Decidir sobre o futuro exige participação

A proposta levanta preocupações legítimas quanto a seus impactos sociais e ambientais. A ausência de consulta às comunidades e a tramitação acelerada do projeto geraram insegurança e resistência por parte da população e de órgãos reguladores. Não se trata apenas de uma questão técnica — é uma decisão com implicações profundas, que exige atenção à legislação ambiental e aos direitos coletivos.

Durante o processo, diversas tentativas de diálogo foram ignoradas. A mais recente foi em 10 de abril, durante audiência na Câmara Municipal. Na ocasião, o promotor Rauali Kind, coordenador das bacias dos rios Jequitinhonha e Mucuri, apontou irregularidades no projeto. Após ter sua fala desconsiderada, deixou a audiência.

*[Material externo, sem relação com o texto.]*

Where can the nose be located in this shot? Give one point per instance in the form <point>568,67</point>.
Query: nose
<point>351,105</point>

Diante da gravidade da proposta e dos riscos que ela representa ao meio ambiente e aos direitos das comunidades locais, o Ministério Público acionou a Justiça, que suspendeu a tramitação do projeto por meio de liminar. A decisão aponta riscos de danos ambientais irreversíveis, descumprimento da Convenção 169 da OIT, ausência de estudos técnicos e ameaça à proteção de áreas prioritárias para conservação — onde se concentram nascentes, reservas legais e vegetação nativa essencial para o abastecimento hídrico da região.

Essa vitória também é fruto das mobilizações de lideranças comunitárias e entidades ambientalistas, que atuam de forma articulada desde a apresentação do projeto para evidenciar o que há de mais grave nesse processo: a crise hídrica e climática que afeta Araçuaí e região.

Que essa suspensão seja o início de um processo mais justo, com escuta, responsabilidade e compromisso coletivo com o Bem Viver.

Dr. Jean Freire é médico e deputado estadual de Minas Gerais pelo Partido dos Trabalhadores (PT)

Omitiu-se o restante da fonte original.